# Creating datasets for each direction type

In [1]:
import numpy as np
import os
import pandas as pd

from collections import Counter
from sklearn.model_selection import train_test_split

## 1 &emsp; Parsing input dataset

First, we have to red the dataset and convert strings in NER values (columns `ner_lemmas` and `ner_pos`) to list of strings to work with later.

In [2]:
df = pd.read_csv("./data/csv/directions_morphology.csv", 
                 sep=";", encoding="utf-8")
df.head()

Unnamed: 0,text,setting,entrance,exit,business,delivery,modifier,location,unknown,play,year,lemmas,clean_lemmas,pos,ner_lemmas,ner_pos
0,"Игроки, князь Звездич, Казарин и Шприх. За сто...",1,0,0,1,0,0,0,0,lermontov-maskarad,1842,"['игрок', 'князь', 'звездич', 'казарин', 'и', ...","['игрок', 'князь', 'звездич', 'казарин', 'шпри...","['S', 'S', 'S', 'S', 'S', 'S', 'V', 'S', 'V', ...","['игрок', 'князь', 'Имя', 'Имя', 'шприх', 'сто...","['S', 'S', 'PERSN', 'PERSN', 'S', 'S', 'V', 'S..."
1,(тихо первому),0,0,0,0,1,0,0,0,lermontov-maskarad,1842,"['тихо', 'первый']","['тихо', 'первый']","['ADV', 'ANUM']","['тихо', 'первый']","['ADV', 'ANUM']"
2,(насмешливо),0,0,0,0,1,0,0,0,lermontov-maskarad,1842,['насмешливо'],['насмешливо'],['ADV'],['насмешливо'],['ADV']
3,"(сквозь зубы, уходя)",0,0,1,0,1,0,0,0,lermontov-maskarad,1842,"['сквозь', 'зуб', 'уходить']","['сквозь', 'зуб', 'уходить']","['PR', 'S', 'V']","['сквозь', 'зуб', 'уходить']","['PR', 'S', 'V']"
4,"Князь, выпив стакан лимонаду, садится к сторон...",0,0,0,1,0,0,0,0,lermontov-maskarad,1842,"['князь', 'выпивать', 'стакан', 'лимонад', 'са...","['князь', 'выпивать', 'стакан', 'лимонад', 'са...","['S', 'V', 'S', 'S', 'V', 'S', 'V']","['князь', 'выпивать', 'стакан', 'лимонад', 'са...","['S', 'V', 'S', 'S', 'V', 'S', 'V']"


In [3]:
def normalize_ner(ner_raw):
    """Parses a string of NER columns values to work with it later:
    - separates the values,
    - strips redundant 
    Stripping extra characters of values in a given string list,
    so that they do not make extra noise with later preprocessing.
    
    :arg ner_raw — (str) list of NER values to parse, all in a single 
    string
    
    :returns ner_cleaned — (list of str) list of NER values as separate objects
    """
    ner_separated = ner_raw.split(", ")
    ner_cleaned = [item.strip(", ''][") for item in ner_separated]
    return ner_cleaned

In [4]:
df["ner_lemmas"] = df["ner_lemmas"].apply(normalize_ner)
df["ner_pos"] = df["ner_pos"].apply(normalize_ner)
df.head()

Unnamed: 0,text,setting,entrance,exit,business,delivery,modifier,location,unknown,play,year,lemmas,clean_lemmas,pos,ner_lemmas,ner_pos
0,"Игроки, князь Звездич, Казарин и Шприх.
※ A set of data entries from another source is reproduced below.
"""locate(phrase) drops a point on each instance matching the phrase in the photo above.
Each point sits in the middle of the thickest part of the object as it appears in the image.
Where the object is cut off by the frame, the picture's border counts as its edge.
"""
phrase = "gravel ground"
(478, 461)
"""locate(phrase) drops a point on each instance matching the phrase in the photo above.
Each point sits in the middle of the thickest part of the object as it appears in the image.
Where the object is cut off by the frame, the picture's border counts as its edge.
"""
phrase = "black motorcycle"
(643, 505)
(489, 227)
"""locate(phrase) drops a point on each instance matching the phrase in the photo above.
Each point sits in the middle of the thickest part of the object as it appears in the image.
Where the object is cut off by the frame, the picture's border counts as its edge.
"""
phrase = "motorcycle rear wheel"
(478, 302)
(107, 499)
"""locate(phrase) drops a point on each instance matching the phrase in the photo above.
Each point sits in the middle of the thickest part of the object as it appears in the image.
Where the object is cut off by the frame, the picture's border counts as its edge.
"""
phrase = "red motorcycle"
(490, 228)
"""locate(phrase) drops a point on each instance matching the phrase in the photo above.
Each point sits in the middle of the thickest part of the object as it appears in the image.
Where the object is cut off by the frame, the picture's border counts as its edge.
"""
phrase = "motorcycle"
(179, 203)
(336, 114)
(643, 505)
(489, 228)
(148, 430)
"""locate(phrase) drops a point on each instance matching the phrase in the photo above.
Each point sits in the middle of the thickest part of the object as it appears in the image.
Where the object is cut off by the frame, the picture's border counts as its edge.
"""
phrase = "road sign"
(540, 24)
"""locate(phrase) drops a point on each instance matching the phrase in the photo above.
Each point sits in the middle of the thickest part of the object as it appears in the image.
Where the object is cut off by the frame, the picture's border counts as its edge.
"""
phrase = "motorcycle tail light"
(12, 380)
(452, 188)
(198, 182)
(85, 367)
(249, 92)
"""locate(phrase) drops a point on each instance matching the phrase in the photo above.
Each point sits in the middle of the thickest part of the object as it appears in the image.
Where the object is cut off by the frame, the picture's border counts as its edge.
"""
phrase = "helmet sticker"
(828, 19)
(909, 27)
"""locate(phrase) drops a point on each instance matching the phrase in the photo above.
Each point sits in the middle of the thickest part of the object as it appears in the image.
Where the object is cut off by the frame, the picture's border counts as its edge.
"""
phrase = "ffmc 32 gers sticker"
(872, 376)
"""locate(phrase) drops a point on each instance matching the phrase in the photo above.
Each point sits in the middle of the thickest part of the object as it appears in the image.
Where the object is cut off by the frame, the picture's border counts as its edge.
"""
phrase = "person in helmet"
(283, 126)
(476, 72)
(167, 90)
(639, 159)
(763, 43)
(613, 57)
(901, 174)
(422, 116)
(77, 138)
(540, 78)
За сто...",1,0,0,1,0,0,0,0,lermontov-maskarad,1842,"['игрок', 'князь', 'звездич', 'казарин', 'и', ...","['игрок', 'князь', 'звездич', 'казарин', 'шпри...","['S', 'S', 'S', 'S', 'S', 'S', 'V', 'S', 'V', ...","[игрок, князь, Имя, Имя, шприх, стол, метать, ...","[S, S, PERSN, PERSN, S, S, V, S, V, ADV, V]"
1,(тихо первому),0,0,0,0,1,0,0,0,lermontov-maskarad,1842,"['тихо', 'первый']","['тихо', 'первый']","['ADV', 'ANUM']","[тихо, первый]","[ADV, ANUM]"
2,(насмешливо),0,0,0,0,1,0,0,0,lermontov-maskarad,1842,['насмешливо'],['насмешливо'],['ADV'],[насмешливо],[ADV]
3,"(сквозь зубы, уходя)",0,0,1,0,1,0,0,0,lermontov-maskarad,1842,"['сквозь', 'зуб', 'уходить']","['сквозь', 'зуб', 'уходить']","['PR', 'S', 'V']","[сквозь, зуб, уходить]","[PR, S, V]"
4,"Князь, выпив стакан лимонаду, садится к сторон...",0,0,0,1,0,0,0,0,lermontov-maskarad,1842,"['князь', 'выпивать', 'стакан', 'лимонад', 'са...","['князь', 'выпивать', 'стакан', 'лимонад', 'са...","['S', 'V', 'S', 'S', 'V', 'S', 'V']","[князь, выпивать, стакан, лимонад, садиться, с...","[S, V, S, S, V, S, V]"


We also separate feature NER columns from direction types, as the resulting datasets will only contain NER values + one direction type tag (1/0). There will be as many datasets as there are direction types.

In [5]:
feature_columns = ["ner_lemmas", "ner_pos"]
direction_types = ["setting", "entrance", "exit", "business", "delivery",
                   "modifier", "location", "unknown"]

## 2 &emsp; Converting morphology tags

Parts of speech tags are taken from Mystem tagset which is not used in the  word2vec model — we should convert it into Universal Tags.

Information on tagsets:

- *Mystem:* [description (rus)](https://tech.yandex.ru/mystem/doc/grammemes-values-docpage/)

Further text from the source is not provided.